Der Rest – nach 1945 für lange Zeit – war Schweigen. Unter kommunistischer Herrschaft galt ein Hochadeliger nichts – als wäre der künstlerische Wert eines Werks von der Herkunft seines Erschaffers abhängig. Dabei mochten die Kulturpolitiker des Regimes beim Inhalt der Trilogie vor einem Dilemma stehen. Denn einerseits war die Beschwörung der aristokratischen Welt von einst, in der Bánffys Roman spielt, unerwünscht. Anderseits aber brach der Autor über seine Standesgenossen unerbittlich den Stab, und mit diesem moralischen Urteil hätten sich die Machthaber im Einparteistaat eigentlich einverstanden erklären können.

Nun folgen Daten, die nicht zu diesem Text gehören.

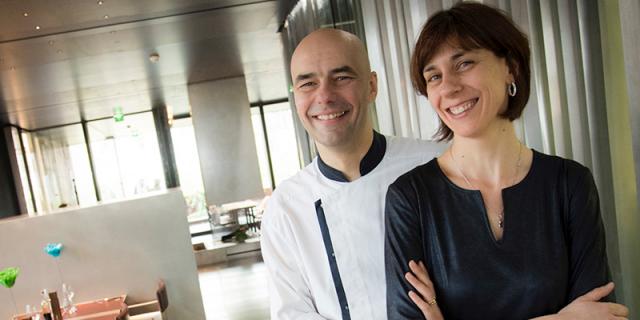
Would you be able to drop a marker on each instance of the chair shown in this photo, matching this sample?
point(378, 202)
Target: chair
point(151, 310)
point(124, 312)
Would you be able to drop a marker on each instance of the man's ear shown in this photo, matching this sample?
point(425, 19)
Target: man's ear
point(512, 65)
point(373, 86)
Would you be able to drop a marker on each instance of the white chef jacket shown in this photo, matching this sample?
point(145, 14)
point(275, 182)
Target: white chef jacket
point(300, 259)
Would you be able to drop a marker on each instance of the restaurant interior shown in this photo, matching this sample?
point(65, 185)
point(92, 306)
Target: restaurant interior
point(141, 140)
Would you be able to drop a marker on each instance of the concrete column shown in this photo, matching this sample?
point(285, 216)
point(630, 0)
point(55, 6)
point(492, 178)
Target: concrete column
point(225, 140)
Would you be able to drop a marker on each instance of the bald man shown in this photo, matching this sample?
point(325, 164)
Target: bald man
point(323, 229)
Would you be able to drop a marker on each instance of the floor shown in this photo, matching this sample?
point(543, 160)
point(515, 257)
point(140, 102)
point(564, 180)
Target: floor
point(235, 290)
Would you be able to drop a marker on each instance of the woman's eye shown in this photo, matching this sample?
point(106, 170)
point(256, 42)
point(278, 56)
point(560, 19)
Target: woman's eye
point(432, 78)
point(465, 64)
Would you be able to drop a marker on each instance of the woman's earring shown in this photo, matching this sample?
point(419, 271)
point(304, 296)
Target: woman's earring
point(512, 89)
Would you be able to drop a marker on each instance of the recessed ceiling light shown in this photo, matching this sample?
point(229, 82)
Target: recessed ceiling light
point(154, 57)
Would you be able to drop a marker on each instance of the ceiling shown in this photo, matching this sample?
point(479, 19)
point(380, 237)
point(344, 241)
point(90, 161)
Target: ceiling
point(70, 60)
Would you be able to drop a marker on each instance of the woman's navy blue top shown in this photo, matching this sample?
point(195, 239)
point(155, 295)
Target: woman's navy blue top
point(552, 249)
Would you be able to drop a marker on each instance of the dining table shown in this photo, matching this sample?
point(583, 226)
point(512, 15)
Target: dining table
point(99, 309)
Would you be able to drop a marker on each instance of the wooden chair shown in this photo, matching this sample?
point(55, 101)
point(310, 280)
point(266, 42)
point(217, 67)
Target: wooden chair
point(151, 310)
point(124, 312)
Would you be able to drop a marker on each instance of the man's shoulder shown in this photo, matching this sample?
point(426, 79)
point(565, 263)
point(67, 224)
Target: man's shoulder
point(412, 147)
point(305, 178)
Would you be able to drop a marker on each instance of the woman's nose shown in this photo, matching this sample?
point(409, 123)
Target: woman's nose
point(450, 84)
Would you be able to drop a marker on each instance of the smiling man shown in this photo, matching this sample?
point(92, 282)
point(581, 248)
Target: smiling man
point(323, 230)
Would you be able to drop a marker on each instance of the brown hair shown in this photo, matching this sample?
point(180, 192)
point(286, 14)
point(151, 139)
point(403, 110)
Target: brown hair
point(470, 25)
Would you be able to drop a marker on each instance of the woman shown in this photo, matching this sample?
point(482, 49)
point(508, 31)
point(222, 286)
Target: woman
point(506, 232)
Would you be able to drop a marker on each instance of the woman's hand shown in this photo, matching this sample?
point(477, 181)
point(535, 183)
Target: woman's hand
point(588, 306)
point(425, 299)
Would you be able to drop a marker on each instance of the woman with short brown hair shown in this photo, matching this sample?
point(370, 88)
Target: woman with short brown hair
point(504, 231)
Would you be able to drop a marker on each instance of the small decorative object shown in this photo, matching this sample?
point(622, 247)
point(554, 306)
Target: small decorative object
point(67, 300)
point(55, 306)
point(8, 278)
point(53, 249)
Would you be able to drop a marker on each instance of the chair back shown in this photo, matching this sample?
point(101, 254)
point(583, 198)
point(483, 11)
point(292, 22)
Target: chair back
point(161, 294)
point(124, 312)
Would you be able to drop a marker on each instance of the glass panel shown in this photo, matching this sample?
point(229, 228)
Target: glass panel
point(28, 198)
point(188, 165)
point(126, 156)
point(59, 168)
point(261, 148)
point(282, 141)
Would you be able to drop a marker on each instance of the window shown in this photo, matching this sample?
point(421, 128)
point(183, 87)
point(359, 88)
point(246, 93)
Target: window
point(188, 165)
point(275, 142)
point(126, 156)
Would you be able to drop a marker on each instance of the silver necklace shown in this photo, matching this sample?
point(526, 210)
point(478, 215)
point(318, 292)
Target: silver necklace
point(515, 176)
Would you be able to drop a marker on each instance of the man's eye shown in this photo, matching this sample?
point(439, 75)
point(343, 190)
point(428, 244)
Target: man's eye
point(306, 84)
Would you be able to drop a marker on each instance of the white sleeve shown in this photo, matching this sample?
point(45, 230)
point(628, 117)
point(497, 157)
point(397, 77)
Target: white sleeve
point(289, 292)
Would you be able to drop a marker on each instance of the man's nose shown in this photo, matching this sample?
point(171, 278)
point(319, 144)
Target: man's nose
point(450, 84)
point(325, 93)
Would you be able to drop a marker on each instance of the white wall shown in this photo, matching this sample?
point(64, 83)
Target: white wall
point(111, 249)
point(225, 140)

Es blieb aber dabei, dass ein Roman dieser Art zur »sozialistischen Kultur« nicht passte. Siebenbürgen als Schauplatz und Thema trug zur offiziellen Abneigung vermutlich bei; die heikle Frage des seit dem Vertrag von Trianon 1920 zu Rumänien gehörenden Territoriums sollte das Verhältnis zum benachbarten »Bruderland« nicht stören. Wie auch immer, Bánffy und seine literarische Leistung wurden aus der Öffentlichkeit verbannt, sie gerieten in Vergessenheit. Erst 1982 entschloss man sich in Budapest dazu, zumindest den ersten Band der Trilogie wieder herauszugeben – im Rückblick lässt sich die Tat als eines der frühen, kleinen Zeichen der sieben Jahre später zum Zusammenbruch führenden Aufweichung erkennen.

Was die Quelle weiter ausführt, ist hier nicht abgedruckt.